Kolnikov was the last of the intruders to board. He paused on the deck, watched one of the Germans chop the towline through with an ax. The fantail of the tug was already awash. The demolition charges had produced noise and smoke and blown a nice hole in the side of the tug below the waterline, all of which was calculated to cause confusion on the American sub, where the sailors' innate caution would be overridden by the obvious peril of the man in the water and those aboard the tug. And it worked.

The downwash of the helicopter buzzing overhead made it difficult to stand on the open deck. Kolnikov lifted his submachine gun and squeezed off a burst. He was so close to the chopper that he saw holes popping in the Plexiglas. The machine veered away rapidly.

The destroyer was still a mile or so away, barely moving.

Good.

Kolnikov lowered himself into the open hatch.

'Captain, we have received a radio message from America. Armed intruders are boarding.'

Aboard John Paul Jones, Captain Harvey Warfield took about two seconds to process that information.

'Verify,' he barked at the OOD, a short, heavily built female lieutenant who used a telephone to call the radio room.

After listening a moment, the OOD said, 'Put it on the loudspeaker on the bridge.'

At the bottom of the ladder, Kolnikov found himself in a tight compartment above the control room. One of Kolnikov's men held a submachine gun on four Americans, who had their hands raised.

'Out,' Kolnikov said to the American sailors, gesturing toward the ladder. 'Up, into the water.'

When the last of them was out, Kolnikov and the gunman went forward, opening the hatch to the space in the forwardmost part of the boat, which housed the sonar computers. One man was there. He was unceremoniously rushed aft at the point of a gun and pushed toward the ladder leading to the open air.

Kolnikov went aft, through the crew spaces and mast housings that protruded down from the sail. 'Get them out,' he told the two men there holding weapons on the Americans.

Then Kolnikov went into the control room. He knew what to expect — indeed, he had studied wall-sized photographs of the displays. Still, the massive screens and control consoles were so different from those on the submarines that he had served aboard in the Russian Navy, and before that the Soviet Navy, that he stopped involuntarily and took a deep breath.

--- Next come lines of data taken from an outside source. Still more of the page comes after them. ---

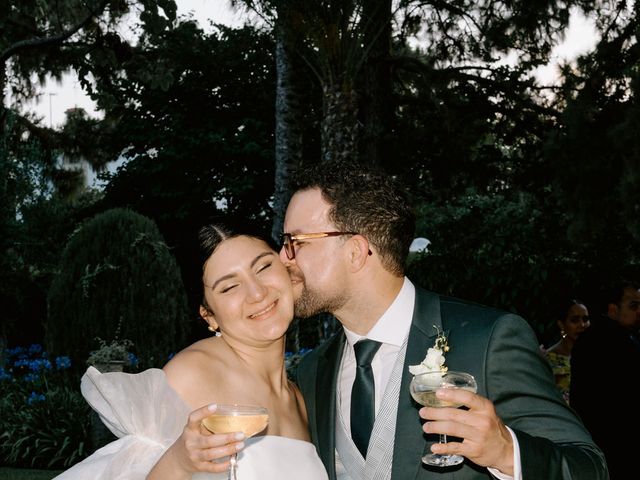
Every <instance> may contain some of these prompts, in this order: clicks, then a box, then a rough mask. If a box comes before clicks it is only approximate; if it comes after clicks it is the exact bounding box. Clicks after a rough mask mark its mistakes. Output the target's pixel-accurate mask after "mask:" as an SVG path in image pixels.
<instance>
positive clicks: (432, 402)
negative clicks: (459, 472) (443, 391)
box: [409, 371, 478, 467]
mask: <svg viewBox="0 0 640 480" xmlns="http://www.w3.org/2000/svg"><path fill="white" fill-rule="evenodd" d="M439 388H461V389H463V390H468V391H470V392H473V393H476V392H477V390H478V385H477V383H476V380H475V378H473V375H470V374H468V373H464V372H451V371H446V372H441V371H436V372H427V373H422V374H420V375H415V376H414V377H413V379H412V380H411V384H410V385H409V389H410V391H411V396H412V397H413V399H414V400H415V401H416V402H418V403H419V404H420V405H424V406H426V407H451V408H458V407H460V406H462V405H461V404H459V403H453V402H447V401H444V400H440V399H439V398H437V397H436V390H438V389H439ZM440 443H447V436H446V435H445V434H440ZM422 461H423V463H426V464H427V465H433V466H436V467H450V466H453V465H458V464H460V463H462V462H463V461H464V457H463V456H462V455H440V454H437V453H429V454H427V455H425V456H424V457H422Z"/></svg>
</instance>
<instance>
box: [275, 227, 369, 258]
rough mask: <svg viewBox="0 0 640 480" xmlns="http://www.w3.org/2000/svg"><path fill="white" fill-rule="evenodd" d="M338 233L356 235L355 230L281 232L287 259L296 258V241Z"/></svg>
mask: <svg viewBox="0 0 640 480" xmlns="http://www.w3.org/2000/svg"><path fill="white" fill-rule="evenodd" d="M340 235H358V234H357V233H355V232H319V233H299V234H297V235H293V234H291V233H283V234H282V246H283V248H284V253H285V254H286V255H287V258H288V259H289V260H293V259H294V258H296V248H295V247H296V242H299V241H300V240H309V239H312V238H326V237H339V236H340Z"/></svg>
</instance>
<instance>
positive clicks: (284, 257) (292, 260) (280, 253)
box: [278, 245, 293, 266]
mask: <svg viewBox="0 0 640 480" xmlns="http://www.w3.org/2000/svg"><path fill="white" fill-rule="evenodd" d="M278 256H279V257H280V261H281V262H282V263H284V265H285V266H286V265H290V264H291V263H292V262H293V260H289V257H287V253H286V252H285V251H284V245H282V246H281V247H280V251H279V252H278Z"/></svg>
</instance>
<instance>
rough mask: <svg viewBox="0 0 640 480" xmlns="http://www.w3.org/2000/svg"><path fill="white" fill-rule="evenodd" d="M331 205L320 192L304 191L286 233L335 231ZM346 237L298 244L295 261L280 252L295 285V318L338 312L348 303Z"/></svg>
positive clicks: (286, 221)
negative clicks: (345, 287) (323, 197)
mask: <svg viewBox="0 0 640 480" xmlns="http://www.w3.org/2000/svg"><path fill="white" fill-rule="evenodd" d="M329 209H330V205H329V204H328V203H327V202H326V200H324V198H323V197H322V194H321V193H320V190H318V189H311V190H302V191H299V192H297V193H296V194H294V195H293V197H292V198H291V201H290V202H289V206H288V207H287V213H286V215H285V220H284V231H285V233H289V234H292V235H299V234H304V233H321V232H334V231H336V227H335V226H334V225H333V223H332V222H331V221H330V220H329ZM344 241H345V238H344V237H324V238H311V239H306V240H300V241H294V242H293V247H294V249H295V258H293V259H289V258H288V257H287V255H286V253H285V251H284V248H282V249H280V259H281V260H282V262H283V263H284V264H285V265H286V267H287V268H288V270H289V274H290V276H291V281H292V283H293V293H294V298H295V304H294V305H295V316H296V317H299V318H306V317H310V316H313V315H316V314H318V313H322V312H330V313H335V312H336V311H337V310H339V309H340V308H341V307H342V306H343V305H344V303H345V301H346V298H347V289H346V288H345V282H346V275H347V271H346V268H345V263H344V259H343V257H344V255H345V251H344V249H343V246H344Z"/></svg>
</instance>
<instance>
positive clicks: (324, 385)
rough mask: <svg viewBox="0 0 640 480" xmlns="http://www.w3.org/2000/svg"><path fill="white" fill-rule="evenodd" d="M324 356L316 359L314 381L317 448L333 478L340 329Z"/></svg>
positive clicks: (338, 363)
mask: <svg viewBox="0 0 640 480" xmlns="http://www.w3.org/2000/svg"><path fill="white" fill-rule="evenodd" d="M329 341H330V342H331V343H330V344H329V345H328V347H327V349H326V350H325V352H324V354H323V355H321V356H320V358H319V359H318V372H317V373H318V377H317V379H316V409H317V412H318V413H317V417H316V418H317V422H318V423H317V428H318V446H319V449H320V458H321V460H322V462H323V463H324V464H325V466H326V467H327V471H329V472H330V478H335V445H336V382H337V379H338V369H339V367H340V362H341V360H342V352H343V351H344V342H345V336H344V331H343V330H342V329H341V330H340V332H338V333H337V334H336V336H335V337H334V338H333V339H331V340H329Z"/></svg>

The bodies of two men lay on the deck between the consoles, two wearing khaki. One was the body of the OOD, the other the control room chief. The radioman was slumped in his cubicle beside the control room.

'Get them out,' Kolnikov told Heydrich, meaning the American officers and sailors who stood there with their hands raised. 'The bodies too. Put them in the water.'

'The men in the engineering spaces have secured the hatches,' Heydrich said, 'and jammed the dogs.'

'You know what to do,' Kolnikov replied.

Heydrich turned to the nearest man wearing khaki. He grabbed him by the arm, then turned to a sailor wearing a sound-powered telephone headset. 'Tell them they have ten seconds to open that hatch, and if they don't, I shoot this man. Ten seconds later I shall shoot a second man. You will be last. Tell them to take all the time they want.'

Heydrich put the muzzle of the pistol against the forehead of the sound-powered telephone operator. 'If they SCRAM the reactor, we will kill each and every man on this boat. All of them. Every single one. The ten seconds start now. Tell them.'

The operator was about twenty, with fair hair and acne. He began talking. He looked as if he were about to faint. Heydrich lowered his gaze to his watch, studied it. The talker was still delivering his message when Heydrich pointed the pistol at the man whose arm he held and killed him with one shot in the side of the head. The talker almost lost it on the spot.

He began babbling to Heydrich and Kolnikov, 'No, no, they are opening the hatch. They are opening it!'

On the bridge of John Paul Jones, the captain and watch team listened without breathing to the garbled sounds of Heydrich and the sound-powered telephone operator. The dead radioman's foot rested on the push-to-talk pedal, so everything picked up by his lip microphone went out over the air.